Our qualitative research studies are subject to the usual limitations on generalisability and were conducted before new biomedical prevention and self-testing technologies were widely available. It is critical to consider the anticipation, and potential barriers to implementation, of biomedical prevention and self-testing technologies within communities and health systems.

The absence of lived experience with these technologies can still uncover much, such as how access to new technologies may be affected by existing inequalities such as urbanicity, or proximity to gay communities/health services. Even with increased access, new users will likely be unfamiliar with existing interventions/services. The heterogeneity of the data enables critical engagement with sexual health literacy with geographic, life course and professional/lay input.

It should also be noted that the components of our theoretical framework were identified by workshop participants and thus, do not represent a fully comprehensive representation of all aspects that could be part of this framework.
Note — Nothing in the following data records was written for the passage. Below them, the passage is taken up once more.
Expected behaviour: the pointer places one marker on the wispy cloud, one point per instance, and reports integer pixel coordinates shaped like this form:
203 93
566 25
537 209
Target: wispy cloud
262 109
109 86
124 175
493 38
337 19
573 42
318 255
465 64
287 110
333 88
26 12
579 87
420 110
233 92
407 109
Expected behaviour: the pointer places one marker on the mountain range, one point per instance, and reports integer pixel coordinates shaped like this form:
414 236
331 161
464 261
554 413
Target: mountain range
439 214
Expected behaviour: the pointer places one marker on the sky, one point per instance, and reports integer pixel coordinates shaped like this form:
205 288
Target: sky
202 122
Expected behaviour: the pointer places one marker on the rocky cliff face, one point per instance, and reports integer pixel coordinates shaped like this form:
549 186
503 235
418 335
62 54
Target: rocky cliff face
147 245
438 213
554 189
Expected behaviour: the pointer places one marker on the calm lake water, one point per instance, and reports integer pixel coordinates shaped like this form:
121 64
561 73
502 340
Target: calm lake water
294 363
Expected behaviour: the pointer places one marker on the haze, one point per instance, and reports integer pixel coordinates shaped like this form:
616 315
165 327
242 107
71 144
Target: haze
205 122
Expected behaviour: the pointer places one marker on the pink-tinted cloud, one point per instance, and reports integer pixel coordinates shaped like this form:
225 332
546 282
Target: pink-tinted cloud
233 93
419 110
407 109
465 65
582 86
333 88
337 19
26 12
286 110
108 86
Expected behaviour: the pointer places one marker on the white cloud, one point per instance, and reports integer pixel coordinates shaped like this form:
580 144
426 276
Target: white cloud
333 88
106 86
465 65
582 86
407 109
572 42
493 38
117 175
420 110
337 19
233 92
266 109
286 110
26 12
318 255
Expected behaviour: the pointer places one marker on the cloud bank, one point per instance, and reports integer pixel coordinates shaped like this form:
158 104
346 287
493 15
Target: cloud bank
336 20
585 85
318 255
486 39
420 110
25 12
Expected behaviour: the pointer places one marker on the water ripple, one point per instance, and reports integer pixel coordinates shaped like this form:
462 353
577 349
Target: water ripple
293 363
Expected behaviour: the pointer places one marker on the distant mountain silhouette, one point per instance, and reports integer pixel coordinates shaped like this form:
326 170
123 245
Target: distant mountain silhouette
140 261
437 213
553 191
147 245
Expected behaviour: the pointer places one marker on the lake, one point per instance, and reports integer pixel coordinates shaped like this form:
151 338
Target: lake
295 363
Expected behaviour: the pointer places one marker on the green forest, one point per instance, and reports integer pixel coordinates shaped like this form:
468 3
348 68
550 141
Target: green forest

Additionally, our theoretical framework has been developed in the context of gay, bisexual and other men who have sex with men’s health in high income countries (and state-funded health systems) and will need to be further refined for use with men in low- and middle-income countries and with other populations more broadly.

Conclusions

In this paper, we have advanced a new theoretical framework to understand sexual health literacy in action, one that is grounded and enabled through complex community practices, multi-sectoral services, affected by emerging (and older) technologies and demands tailored approaches for specific groups and needs. We propose using it as a starting point for future research, which in turn could inform policy and practice through the design of effective multilevel interventions to enhance sexual health literacy. This could ultimately support sustainable and equitable implementation of biomedical sexual healthcare and prevention internationally.

Disclosure statement

No potential conflict of interest was reported by the authors.

Additional information

Funding

Lisa McDaid, Susan Patterson and Paul Flowers are funded by the UK Medical Research Council (MRC) and the Scottish Government Chief Scientist Office (CSO) at the MRC/CSO Social & Public Health Sciences Unit, University of Glasgow (MC_UU_12017/11, SPHSU11; MC_UU_12017/12, SPHSU12). Ingrid Young was funded by the Scottish Government Chief Scientist Office (CSO) at the University of Edinburgh (CF/CSO/02/PDF/14/12) and she is currently part of the Wellcome supported Centre for Biomedicine, Self and Society (209519/Z/17/Z). The HIV & the Biomedical study was funded by the MRC/CSO (MC_UU_12017/2, MC_UU_12017/11, SPHSU11) and ETTISH was funded by NHS Greater Glasgow and Clyde, NHS Ayrshire and Arran, and NHS Lanarkshire. We would like to thank the Canadian Institutes of Health Research for providing funding for the workshop, and the participants who took part in developing our theoretical framework (KPE-133810). The funders had no role in the preparation or submission of the manuscript, and the views expressed are those of the authors alone.